We propose a novel sparse model (EPS-LASSO) with hypothesis test for high-dimensional regression under EPS based on a decorrelated score function. The comprehensive simulation shows EPS-LASSO outperforms existing methods with stable type I error and FDR control. EPS-LASSO can provide a consistent power for both low- and high-dimensional situations compared with the other methods dealing with high-dimensional situations. The power of EPS-LASSO is close to other low-dimensional methods when the causal effect sizes are small and is superior when the effects are large. Applying EPS-LASSO to a transcriptome-wide gene expression study for obesity reveals 10 significant body mass index associated genes. Our results indicate that EPS-LASSO is an effective method for EPS data analysis, which can account for correlated predictors.

Availability and implementation

The source code is available at https://github.com/xu1912/EPSLASSO.

Supplementary information

Supplementary data are available at Bioinformatics online.

1 Introduction

Extreme phenotype sampling (EPS) is a commonly used study design in genetic data analysis to identify candidate variants, genes or genomic regions that contribute to a specific disease (Cordoba et al., 2015; Zhang et al., 2014). In EPS, subjects are usually selected from the two ends of the distribution of a quantitative trait. For example, in an osteoporosis study, the top 100 and bottom 100 hip BMD subjects were recruited for gene expression analyses from a general study population (Chen et al., 2010). By enriching the presence and increasing the effect size of the causal genetic factors in the extreme phenotypic samples, EPS studies have boosted association testing power compared to studies using comparable numbers of randomly sampled subjects (Peloso et al., 2016).
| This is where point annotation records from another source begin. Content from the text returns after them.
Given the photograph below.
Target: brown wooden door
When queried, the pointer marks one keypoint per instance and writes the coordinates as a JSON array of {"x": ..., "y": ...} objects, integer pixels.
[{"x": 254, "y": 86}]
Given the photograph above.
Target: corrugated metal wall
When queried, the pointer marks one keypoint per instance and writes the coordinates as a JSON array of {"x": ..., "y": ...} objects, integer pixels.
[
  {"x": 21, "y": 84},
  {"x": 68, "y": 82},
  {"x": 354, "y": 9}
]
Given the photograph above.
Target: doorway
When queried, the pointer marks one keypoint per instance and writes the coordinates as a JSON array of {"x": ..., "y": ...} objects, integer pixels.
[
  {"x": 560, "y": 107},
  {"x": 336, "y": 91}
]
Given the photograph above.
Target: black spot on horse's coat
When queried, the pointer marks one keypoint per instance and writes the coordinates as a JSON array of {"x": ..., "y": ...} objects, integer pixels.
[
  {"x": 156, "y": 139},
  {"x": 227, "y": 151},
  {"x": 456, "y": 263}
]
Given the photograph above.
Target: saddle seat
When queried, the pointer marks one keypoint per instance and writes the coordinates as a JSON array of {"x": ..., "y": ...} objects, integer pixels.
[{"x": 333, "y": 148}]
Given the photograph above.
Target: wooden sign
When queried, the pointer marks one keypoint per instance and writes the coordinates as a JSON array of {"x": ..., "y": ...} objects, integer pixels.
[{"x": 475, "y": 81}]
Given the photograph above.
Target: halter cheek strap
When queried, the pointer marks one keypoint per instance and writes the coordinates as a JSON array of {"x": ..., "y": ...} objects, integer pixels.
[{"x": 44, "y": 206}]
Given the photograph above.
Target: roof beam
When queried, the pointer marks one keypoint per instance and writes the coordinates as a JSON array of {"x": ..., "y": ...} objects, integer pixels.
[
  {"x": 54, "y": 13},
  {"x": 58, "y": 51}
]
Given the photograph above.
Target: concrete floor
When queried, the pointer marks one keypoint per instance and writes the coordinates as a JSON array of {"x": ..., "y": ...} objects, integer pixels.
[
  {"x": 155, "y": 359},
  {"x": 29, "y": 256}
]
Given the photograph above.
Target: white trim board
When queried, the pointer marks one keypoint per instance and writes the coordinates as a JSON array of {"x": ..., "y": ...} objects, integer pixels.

With a broad application in genetic data analyses, numerous methods have been proposed to analyze data from EPS studies, such as the case–control methods. Case–control methods treat the samples with extremely high and low trait values as cases and controls, respectively. Then the standard statistical methods for group comparison (e.g. t-test) can be used to find genes with differential expression levels or frequency/proportion test to identify candidate variants with different allele frequencies (Slatkin, 1999; Wallace et al., 2006). However, the case–control methods disregard the quantitative trait values, wherein much of the genetic information may reside. Considering the inefficiency of the case–control methods, several likelihood-based methods were proposed to make full use of the available extreme phenotype data to detect associations and showed an improved power performance (Barnett et al., 2013; Huang and Lin, 2007; Lee et al., 2012).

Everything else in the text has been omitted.